The new information is this:
Name: William Whitfield Birth Year: abt 1812 Admission or Discharge Date: 7 Mar 1896 Admission or Discharge Place: New South Wales, Australia Age: 84 Asylum: Government Asylums for the Infirm and Destitute Title: Register of Inmates Nov 1894-Jun 1896
And there is a prequel of course:
It is worth exploring the 1890s in Australia. See for example the My Place site. One aspect:
Between 1890 and1893, a severe economic depression caused the closure and collapse of many banks. The Federal Bank of Australia ran out of money and closed. In April 1893 the Commercial Bank of Australia, one of Australia’s largest banks, suspended operations. Twelve other banks soon followed. Those who had put their savings into building societies, as well as those who had borrowed heavily to fund their own speculative investments, found themselves in desperate straits. Businessmen, pastoralist farmers and land speculators weren’t able to pay their overdrafts, and thousands of small and large investors were ruined.

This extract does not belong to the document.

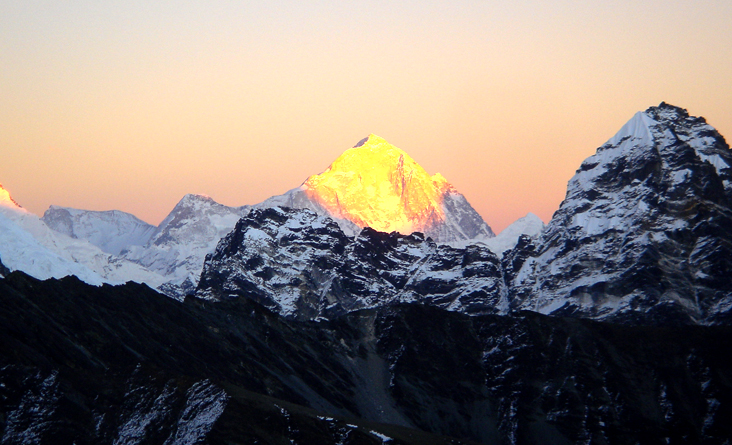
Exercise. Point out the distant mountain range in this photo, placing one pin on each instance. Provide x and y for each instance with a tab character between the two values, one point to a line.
294	321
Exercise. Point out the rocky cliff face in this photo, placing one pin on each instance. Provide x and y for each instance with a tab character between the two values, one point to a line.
643	233
303	266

Is that why we have this from 18 August 1894?
Sure looks like his son’s — William Joseph John’s — business is going down the tubes. According to Australian biographical and genealogical record series 1, 1788-1841, with series 2 supplement, 1842-1899 / series 1 edited by John T. Spurway, assistant editor Allison Allen; series 2 edited by Kenneth J. Cable and Jane C. Marchant WJJ’s Bluegum Saw Mill in the early 1890s employed 34 men. WJJ “during the Great Depression of 1893 … supplied timber for the building of Catholic Schools and piles for the construction of Sydney wharves.”
Caroline, William’s wife, William Joseph John’s mother, had died in 1881.